Breaking conditioning = breaking addiction
Exposure to stimuli associated with past drug use — “people, places and things,” in the jargon of rehabilitation programs — can elicit the desire to get high again. This, psychologists and therapists have known for years. This is because addicts tend to associate a drug’s effects with drug-taking equipment and a certain environment.

In recent years, researchers have discovered that these drug-related cues — people, places and things — can be less powerful and tempting when former drug dependents are repeatedly exposed to these, but aren’t allowed and don’t succumb to the temptation. If former addicts are “exposed” this way repeatedly, they can break their addiction. Over time, however, the effects of this “exposure” process often wears off.

A new, experimental technique aims to break the association by briefly reactivating the memory of drug taking, then immediately following it up with an “extinction session” of repeated exposure to the same memory cues.

The technique is based on the idea that a memory is “malleable” right after it is accessed — and the moment it is accessed is a brief window during which the memory can be “rewritten,” “edited” or even deleted.

The technique was tested by a team of Chinese and American neuroscientists led by Dr. Yan-Xue Xue of China’s National Institute of Drug Dependence at Peking University. The team also included NIDD’s Lin Lu, as well as two researchers from the United States National Institute on Drug Abuse, which is part of the National Institutes of Health, Dr. David Epstein and Dr. Yavin Shaham.

In previous research in both rats and humans, associations between specific experiences and fear had been eliminated without drugs during this reconsolidation period immediately after recall.

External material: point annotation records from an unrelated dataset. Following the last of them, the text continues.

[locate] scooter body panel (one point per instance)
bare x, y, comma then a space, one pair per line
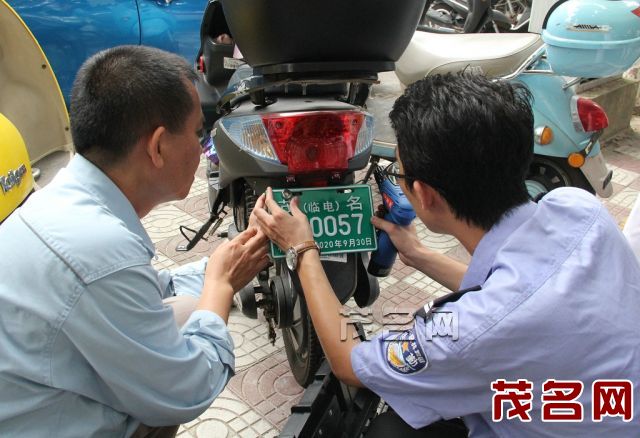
552, 107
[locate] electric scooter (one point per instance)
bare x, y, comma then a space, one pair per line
296, 122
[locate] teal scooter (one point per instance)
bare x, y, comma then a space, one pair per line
581, 39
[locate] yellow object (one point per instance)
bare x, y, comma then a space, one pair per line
29, 93
16, 181
547, 136
576, 160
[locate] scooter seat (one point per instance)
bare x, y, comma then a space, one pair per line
490, 54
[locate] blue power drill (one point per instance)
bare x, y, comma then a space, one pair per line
399, 211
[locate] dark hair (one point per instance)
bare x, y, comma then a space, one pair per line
469, 138
124, 93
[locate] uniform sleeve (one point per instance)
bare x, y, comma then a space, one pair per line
423, 381
139, 363
186, 280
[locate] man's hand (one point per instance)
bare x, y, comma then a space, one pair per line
283, 228
231, 267
237, 261
404, 238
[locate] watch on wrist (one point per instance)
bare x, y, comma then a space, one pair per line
294, 252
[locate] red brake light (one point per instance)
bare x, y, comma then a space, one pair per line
591, 115
308, 142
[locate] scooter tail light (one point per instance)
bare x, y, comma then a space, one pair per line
249, 133
318, 141
587, 115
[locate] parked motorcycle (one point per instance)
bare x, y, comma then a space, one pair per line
295, 121
462, 16
573, 45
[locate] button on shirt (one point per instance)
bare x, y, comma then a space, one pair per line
87, 346
560, 299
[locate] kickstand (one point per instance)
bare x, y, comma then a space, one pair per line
218, 214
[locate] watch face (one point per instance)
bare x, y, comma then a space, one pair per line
292, 259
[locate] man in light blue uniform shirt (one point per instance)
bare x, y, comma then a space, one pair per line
552, 291
90, 345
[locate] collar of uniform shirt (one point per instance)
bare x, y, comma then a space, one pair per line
484, 255
105, 190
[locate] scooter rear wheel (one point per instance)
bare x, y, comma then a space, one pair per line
301, 344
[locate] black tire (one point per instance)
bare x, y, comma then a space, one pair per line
302, 346
548, 173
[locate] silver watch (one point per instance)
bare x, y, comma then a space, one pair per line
294, 251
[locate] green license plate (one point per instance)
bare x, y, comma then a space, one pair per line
340, 217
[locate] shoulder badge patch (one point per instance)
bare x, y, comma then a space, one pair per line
404, 354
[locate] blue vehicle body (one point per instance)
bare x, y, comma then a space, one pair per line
552, 108
70, 31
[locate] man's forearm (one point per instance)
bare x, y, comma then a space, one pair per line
442, 268
217, 298
325, 310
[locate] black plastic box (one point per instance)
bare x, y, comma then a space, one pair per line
312, 32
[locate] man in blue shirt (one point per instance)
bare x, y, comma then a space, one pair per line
543, 337
89, 347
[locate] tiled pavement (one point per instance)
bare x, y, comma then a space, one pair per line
257, 400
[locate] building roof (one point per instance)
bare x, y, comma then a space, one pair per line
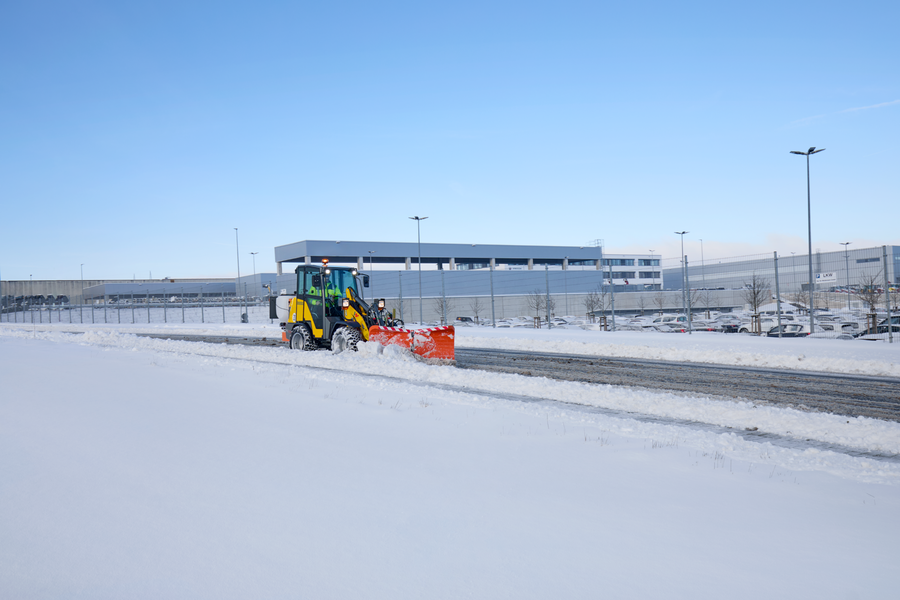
397, 252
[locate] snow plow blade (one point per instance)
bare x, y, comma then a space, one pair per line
435, 344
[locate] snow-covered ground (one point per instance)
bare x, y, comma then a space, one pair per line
152, 468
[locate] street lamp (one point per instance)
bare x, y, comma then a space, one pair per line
812, 282
371, 271
683, 274
418, 221
847, 268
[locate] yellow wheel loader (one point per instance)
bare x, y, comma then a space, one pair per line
328, 311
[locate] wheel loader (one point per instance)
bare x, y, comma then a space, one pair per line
328, 311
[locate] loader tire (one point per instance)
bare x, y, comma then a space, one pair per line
301, 339
345, 339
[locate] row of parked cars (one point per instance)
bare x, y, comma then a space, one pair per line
845, 327
37, 300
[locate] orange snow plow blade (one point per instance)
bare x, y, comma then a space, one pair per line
432, 343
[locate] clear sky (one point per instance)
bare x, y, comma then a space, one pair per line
135, 136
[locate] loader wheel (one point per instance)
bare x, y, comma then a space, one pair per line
345, 339
301, 339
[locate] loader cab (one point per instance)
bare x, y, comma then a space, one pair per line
322, 290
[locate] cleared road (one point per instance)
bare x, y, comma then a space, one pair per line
851, 395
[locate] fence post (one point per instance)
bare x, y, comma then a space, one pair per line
778, 295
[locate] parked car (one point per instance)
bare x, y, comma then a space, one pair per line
789, 330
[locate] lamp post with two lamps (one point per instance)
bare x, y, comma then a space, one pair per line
812, 282
683, 274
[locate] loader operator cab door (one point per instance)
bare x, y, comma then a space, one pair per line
311, 294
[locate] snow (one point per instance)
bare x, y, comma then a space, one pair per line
155, 468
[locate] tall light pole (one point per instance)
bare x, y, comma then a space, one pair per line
812, 282
253, 254
702, 271
683, 274
418, 221
371, 271
847, 268
237, 248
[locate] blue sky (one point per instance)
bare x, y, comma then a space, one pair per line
136, 136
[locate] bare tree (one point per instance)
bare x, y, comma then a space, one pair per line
706, 299
868, 290
659, 300
756, 292
537, 301
694, 299
799, 300
597, 301
551, 305
592, 303
476, 307
642, 303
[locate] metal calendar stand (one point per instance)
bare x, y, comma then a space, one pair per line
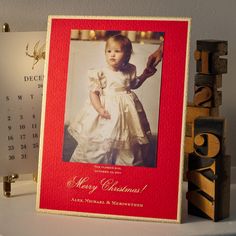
8, 180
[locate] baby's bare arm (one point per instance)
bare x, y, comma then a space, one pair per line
95, 100
138, 81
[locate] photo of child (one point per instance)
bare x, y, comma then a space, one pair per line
112, 126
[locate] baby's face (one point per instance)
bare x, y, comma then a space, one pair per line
115, 55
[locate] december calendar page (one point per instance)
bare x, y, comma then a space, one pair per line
21, 85
112, 127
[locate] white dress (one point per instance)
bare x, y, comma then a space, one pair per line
110, 141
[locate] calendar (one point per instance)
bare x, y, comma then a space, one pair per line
21, 82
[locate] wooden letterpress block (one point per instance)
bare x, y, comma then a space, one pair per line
192, 113
208, 55
206, 90
209, 170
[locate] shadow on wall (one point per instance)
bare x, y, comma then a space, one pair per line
70, 145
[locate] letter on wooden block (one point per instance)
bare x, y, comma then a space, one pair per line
209, 170
206, 90
208, 55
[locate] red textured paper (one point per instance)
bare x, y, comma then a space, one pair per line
160, 198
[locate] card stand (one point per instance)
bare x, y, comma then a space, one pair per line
208, 168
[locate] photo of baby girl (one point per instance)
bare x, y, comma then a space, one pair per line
107, 123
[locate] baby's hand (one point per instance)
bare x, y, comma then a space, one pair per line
104, 114
149, 71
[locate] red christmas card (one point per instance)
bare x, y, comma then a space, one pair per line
113, 116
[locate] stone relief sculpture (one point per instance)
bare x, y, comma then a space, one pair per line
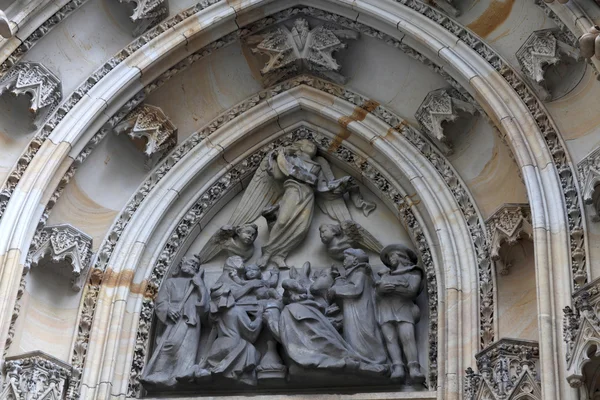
316, 326
397, 313
180, 305
285, 186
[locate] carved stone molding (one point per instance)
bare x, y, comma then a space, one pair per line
38, 82
150, 123
581, 333
35, 376
589, 176
541, 49
509, 224
300, 49
69, 249
439, 107
508, 370
147, 14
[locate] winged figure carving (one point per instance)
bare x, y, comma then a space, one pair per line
284, 189
345, 235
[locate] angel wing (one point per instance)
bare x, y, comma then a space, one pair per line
262, 191
332, 205
215, 244
360, 235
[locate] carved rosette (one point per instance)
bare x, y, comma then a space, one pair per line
69, 250
301, 49
150, 123
147, 14
39, 82
581, 333
35, 375
508, 370
509, 224
541, 49
439, 106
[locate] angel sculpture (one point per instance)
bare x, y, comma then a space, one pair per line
346, 235
235, 240
287, 183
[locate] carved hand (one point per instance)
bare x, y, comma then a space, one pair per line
173, 315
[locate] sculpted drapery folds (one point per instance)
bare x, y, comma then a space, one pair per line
180, 305
348, 319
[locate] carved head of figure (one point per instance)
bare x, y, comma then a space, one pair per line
328, 232
247, 233
306, 146
234, 265
252, 271
189, 266
396, 255
353, 257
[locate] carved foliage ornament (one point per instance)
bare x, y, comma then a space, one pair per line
541, 49
508, 370
506, 227
301, 49
147, 14
38, 82
441, 106
35, 376
63, 243
151, 124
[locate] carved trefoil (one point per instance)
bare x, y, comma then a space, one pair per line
300, 49
157, 133
147, 14
581, 332
440, 107
541, 49
589, 176
35, 375
68, 249
509, 224
508, 370
39, 83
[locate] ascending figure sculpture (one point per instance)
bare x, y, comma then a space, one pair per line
354, 289
181, 303
235, 240
284, 188
345, 235
398, 287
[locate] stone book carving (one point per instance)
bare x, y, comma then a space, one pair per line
316, 326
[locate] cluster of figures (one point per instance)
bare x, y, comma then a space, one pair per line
349, 318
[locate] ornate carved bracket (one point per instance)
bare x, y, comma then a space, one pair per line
70, 250
36, 80
541, 49
301, 49
35, 375
150, 123
506, 227
589, 175
508, 369
147, 14
581, 333
439, 106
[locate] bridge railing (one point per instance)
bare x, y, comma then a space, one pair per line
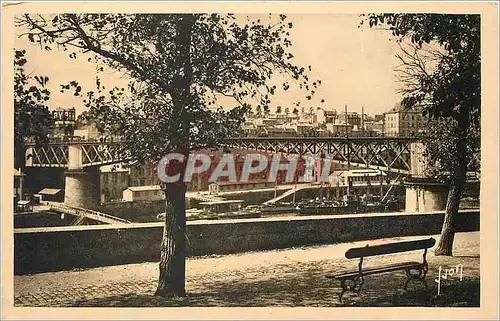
78, 211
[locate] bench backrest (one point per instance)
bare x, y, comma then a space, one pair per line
395, 247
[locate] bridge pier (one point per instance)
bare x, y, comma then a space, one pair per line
423, 193
82, 188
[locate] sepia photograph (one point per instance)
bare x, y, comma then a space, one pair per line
239, 158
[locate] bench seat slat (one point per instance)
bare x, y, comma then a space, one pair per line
389, 248
376, 270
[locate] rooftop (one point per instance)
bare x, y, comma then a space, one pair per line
144, 188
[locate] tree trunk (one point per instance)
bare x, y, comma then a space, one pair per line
171, 282
457, 183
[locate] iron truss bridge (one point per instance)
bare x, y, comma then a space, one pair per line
75, 154
391, 154
385, 153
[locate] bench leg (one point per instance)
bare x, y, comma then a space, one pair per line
422, 272
344, 289
355, 287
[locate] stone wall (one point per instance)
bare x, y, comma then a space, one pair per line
137, 211
63, 248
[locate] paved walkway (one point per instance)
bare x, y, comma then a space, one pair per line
290, 277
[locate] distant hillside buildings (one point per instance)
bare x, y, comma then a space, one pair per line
322, 122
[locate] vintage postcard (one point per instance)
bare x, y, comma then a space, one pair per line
239, 160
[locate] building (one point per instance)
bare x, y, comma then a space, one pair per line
376, 127
143, 193
339, 129
50, 194
64, 122
219, 187
114, 179
326, 116
401, 122
351, 118
143, 174
18, 186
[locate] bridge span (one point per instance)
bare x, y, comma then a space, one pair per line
392, 154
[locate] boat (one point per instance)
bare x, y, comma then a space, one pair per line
349, 205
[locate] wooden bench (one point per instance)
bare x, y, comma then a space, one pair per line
414, 270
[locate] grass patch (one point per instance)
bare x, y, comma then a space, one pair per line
454, 293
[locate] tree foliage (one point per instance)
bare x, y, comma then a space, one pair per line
183, 69
450, 93
454, 86
32, 119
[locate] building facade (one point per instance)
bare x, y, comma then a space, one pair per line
403, 122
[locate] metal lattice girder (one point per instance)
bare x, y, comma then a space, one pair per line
385, 153
101, 154
48, 156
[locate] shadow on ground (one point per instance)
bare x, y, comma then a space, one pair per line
309, 288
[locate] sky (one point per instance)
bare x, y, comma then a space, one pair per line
355, 64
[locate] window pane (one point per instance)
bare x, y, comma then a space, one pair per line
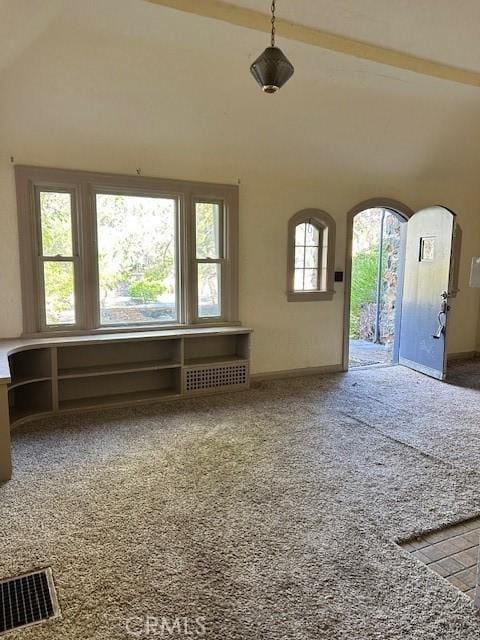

In a bid to make the technique more effective, Dr. Yan-Xue and his team combined it with a process called memory reconsolidation. During reconsolidation, a memory is retrieved and “reactivated” to strengthen it.

Overall, the technique involves recalling a fearful experience briefly before exposure to a cue that is related to it. Then, exposure to that cue is repeated without triggering terror. A person afraid of dogs because of having been bitten, for instance, can be prompted to recall that experience, and then be exposed repeatedly to dogs in circumstances that are safe. Studies have shown that this works best if the bad memory is recalled just before exposure to the frightening cue — within 10 minutes to an hour — but not long before. If the experience is brought to mind six hours or more earlier, there’s no effect.

Memories can be changed more permanently if they are retrieved first before they are “edited.” It’s a bit like opening a document on your computer, making some changes, then resaving it, Dr. Epstein tells the New Scientist.